In weiß: Die 123 Mitgliedsstaaten des Internationalen Strafgerichtshofs
Ein Gerichtshof nur für Afrikaner?
Das entkräftet einen der Hauptvorwürfe, die den Den Haager Strafverfolgern seit Jahren immer wieder gemacht werden, allerdings nicht: Der Internationale Strafgerichtshof messe mit zweierlei Maß und interessiere sich nur für Menschenrechtsverletzungen von Afrikanern. "Es ist nicht wegzudiskutieren, dass die weitaus größte Zahl der Fälle, die der Gerichtshof momentan verhandelt, aus dem afrikanischen Kontinent stammen", sagt Strafrechtler Safferling.

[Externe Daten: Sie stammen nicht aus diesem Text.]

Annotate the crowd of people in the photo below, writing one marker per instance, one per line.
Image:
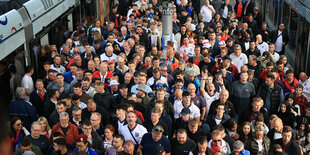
(222, 85)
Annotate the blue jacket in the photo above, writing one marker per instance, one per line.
(24, 110)
(89, 151)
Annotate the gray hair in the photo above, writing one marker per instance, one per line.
(238, 144)
(35, 123)
(63, 114)
(20, 91)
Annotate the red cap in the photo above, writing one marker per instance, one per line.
(81, 138)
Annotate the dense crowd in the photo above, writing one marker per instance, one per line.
(220, 85)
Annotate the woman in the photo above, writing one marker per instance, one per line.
(260, 143)
(286, 115)
(109, 132)
(17, 131)
(306, 144)
(245, 132)
(46, 129)
(291, 99)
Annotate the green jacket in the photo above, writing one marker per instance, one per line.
(36, 150)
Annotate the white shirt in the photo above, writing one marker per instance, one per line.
(207, 13)
(306, 90)
(209, 99)
(61, 69)
(105, 57)
(137, 132)
(239, 61)
(263, 47)
(178, 106)
(278, 43)
(27, 83)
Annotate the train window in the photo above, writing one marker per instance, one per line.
(286, 13)
(293, 29)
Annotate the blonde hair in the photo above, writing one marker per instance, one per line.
(46, 122)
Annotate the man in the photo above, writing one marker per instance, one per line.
(182, 145)
(276, 133)
(132, 131)
(38, 97)
(272, 94)
(217, 144)
(103, 97)
(304, 80)
(155, 142)
(186, 103)
(280, 38)
(54, 117)
(82, 145)
(150, 123)
(198, 100)
(37, 139)
(57, 65)
(208, 11)
(103, 74)
(27, 81)
(229, 107)
(219, 118)
(238, 59)
(22, 109)
(117, 145)
(66, 128)
(242, 91)
(92, 137)
(251, 114)
(77, 90)
(288, 144)
(26, 145)
(254, 65)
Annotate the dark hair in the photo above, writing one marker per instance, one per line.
(25, 141)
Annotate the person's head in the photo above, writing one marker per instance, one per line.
(25, 144)
(259, 132)
(81, 142)
(131, 118)
(95, 119)
(193, 125)
(64, 119)
(298, 89)
(216, 138)
(278, 125)
(181, 136)
(118, 141)
(224, 95)
(157, 132)
(238, 146)
(286, 134)
(86, 127)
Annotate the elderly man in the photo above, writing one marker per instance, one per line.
(132, 131)
(155, 142)
(37, 139)
(304, 80)
(68, 130)
(217, 144)
(182, 145)
(22, 109)
(288, 144)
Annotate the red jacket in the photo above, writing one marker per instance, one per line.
(70, 135)
(107, 78)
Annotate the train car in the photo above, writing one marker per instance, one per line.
(295, 14)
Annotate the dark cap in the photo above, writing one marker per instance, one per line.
(185, 111)
(226, 57)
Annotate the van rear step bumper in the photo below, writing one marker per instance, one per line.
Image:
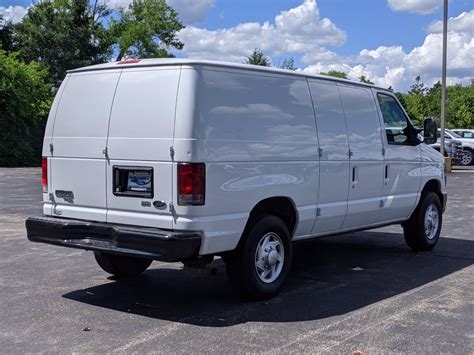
(143, 242)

Derzeit untersuchen die Ermittler die Menschenrechtssituation in elf Ländern – nur eines von ihnen, Georgien, liegt nicht in Afrika. "Man muss aber auch berücksichtigen", erläutert Safferling weiter, "dass vor 20 Jahren gerade die afrikanischen Staaten fast geschlossen hinter der Schaffung des Internationalen Strafgerichtshofs standen." Einige der größten und schwerwiegendsten Konflikte, in denen es zu massiven Kriegsverbrechen kam, ereigneten sich Anfang der 2000er Jahre in afrikanischen Staaten – und die ersten Fälle überwiesen die Demokratische Republik Kongo, Uganda und die Zentralafrikanische Republik selbst an das Gericht. Gregor Hofmann meint: "Einige Staaten oder Regierungen haben den Internationalen Strafgerichtshof anfangs unterstützt, als noch gegen ihre Gegner ermittelt wurde, die Elfenbeinküste ist da ein gutes Beispiel. Als dann klar wurde, dass auch Menschen angeklagt werden könnten, die der Regierung nahe stehen, hat sich plötzlich das Engagement für den Gerichtshof abgeschwächt. Das zeigt, aus welcher Richtung die Kritik teilweise kommt."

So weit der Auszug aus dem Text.